In my last blog post, I had indicated that I would use this month’s post to continue with my exploration into copyright and ownership in relation to digital heritage; however, I will continue that series in the new year. Instead, today I would like to introduce my fellowship project that I will be working on next semester the (very tentatively titled) Stratford-upon-Avon Affects Map.
This project will serve as a pilot for my larger digital dissertation project involving mapping affect, performance, and cultural heritage in Stratford-upon-Avon. At this phase, the focus of the project will be on data regarding emotions, feelings, and affects as described in guidebooks for the town. As Julia Thomas states in her monograph Shakespeare’s Shrine, “the guidebook constructs a community of ‘pilgrims,’ of visitors linked across time and circumstances in their tours of the same buildings, witnessing of the same scenes, and experiencing of the same emotions” (125). This deep map will not only provide information on theatres and cultural heritage sites as affective spaces, but how the different places that act as sites of performance in a town such as Stratford-upon-Avon can operate as a collective space of memory.
By the end of the fellowship, this project will consist of a website containing an interactive, multimedia map. The map will primarily focus on properties and monuments related to Shakespeare, and each point will include information regarding the expected affect to be produced based on how it is described in guidebooks for the city. There will be an “About” page that provides contextual information about Stratford-upon-Avon, spatial practice, and affect theory and a description of how it connects to my dissertation project. Additionally, there will be a page titled “Future of the Project” outlining next steps. This website will be accessible to the general public. Users will be able to click specific points on the map that are tied to important buildings, monuments, and other cultural heritage sites in Stratford-upon-Avon. This will pull up information regarding how visitors are instructed to interact with and react to the sites based on guidebooks.

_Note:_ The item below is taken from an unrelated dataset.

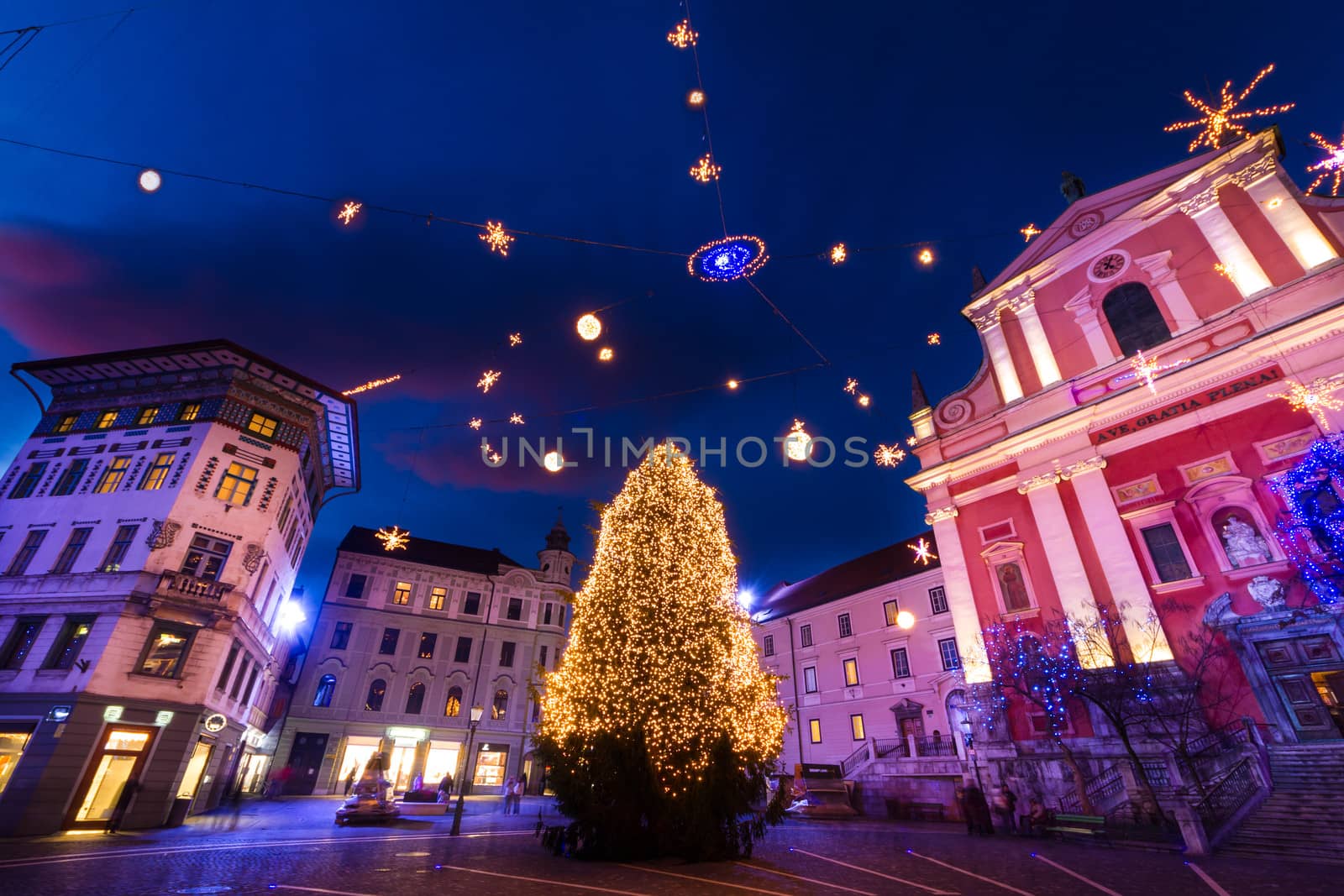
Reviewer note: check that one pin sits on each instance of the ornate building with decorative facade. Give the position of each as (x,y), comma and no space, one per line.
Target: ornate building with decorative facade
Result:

While the primary audience of my project will most likely be other Shakespeare scholars, I am hopeful that this project will speak to a wider global audience. Many people have feelings–whether good or bad–about Shakespeare, and I aim for this project to begin to dissect how Stratford-upon-Avon has been a kind of pilgrimage site used to reinforce bardolatry since the Victorian period. At this stage of the project, it seems unrealistic to expect any sort of audience contribution, but eventually I am interested in coding Stratford-upon-Avon’s various monuments through visitors’ affective responses to these sites.
I’m tentatively planning to build the project in Leaflet, since that is what we used for the last rapid development project of the semester. However, I’m sure the technical side of things will continue to evolve as I attempt to put my idea into practice. I’m looking forward to updating the CHI community on how the project develops over the coming months.
Thomas, Julia. Shakespeare’s Shrine: The Bard’s Birthplace and the Invention of Stratford-upon-Avon. Penn, University of Pennsylvania Press, 2012.